Hat der dreimalige Erdwurf bei Beerdigungen einen heidnischen Ursprung?

Viele Gebräuche christlicher Kirchen finden sich tatsächlich nicht in der Bibel, sondern wurden von nichtchristlichen Völkern übernommen und christlich umgedeutet. Der dreimaligen Erdwurf bei Begräbnissen hat dagegen wahrscheinlich einen biblischen Hintergrund. Germanen und Kelten haben nämlich ihre Toten meist in Steinhügelgräbern, Kammergräbern oder in Urnen bestattet.
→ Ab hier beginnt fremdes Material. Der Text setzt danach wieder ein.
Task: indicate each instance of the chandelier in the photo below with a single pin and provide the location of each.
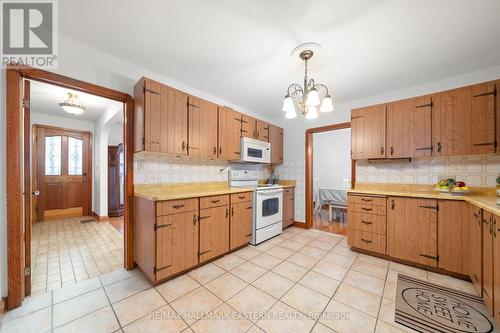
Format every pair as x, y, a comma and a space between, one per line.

Römer, Griechen und Ägypter benutzten Grabkammern, Schachtgräber, Mausoleen und manchmal auch Urnen. Doch sind die Zeugnisse über die Gebräuche der vorchristlichen Zeit meist sehr spärlich. So ist es schon möglich, dass auch der dreimalige Erdwurf einen nicht-biblischen Hintergrund haben könnte.

Wahrscheinlicher ist aber, dass er auf den Taufbefehl Jesu zurückgeht. Auch er beinhaltet die Zahl drei: „Taufet sie im Namen des Vaters, des Sohnes und des Heiligen Geistes“ (Mt 28,19). Tatsächlich haben manche Täufer damals die Taufbewerber dreimal untergetaucht. Als die Kindertaufe aufkam, wurden die Täuflinge in manchen Gebieten dreimal mit Wasser übergossen oder besprengt. Es ist anzunehmen, dass diese Tradition auch auf die Beerdigungsfeier übertragen wurde.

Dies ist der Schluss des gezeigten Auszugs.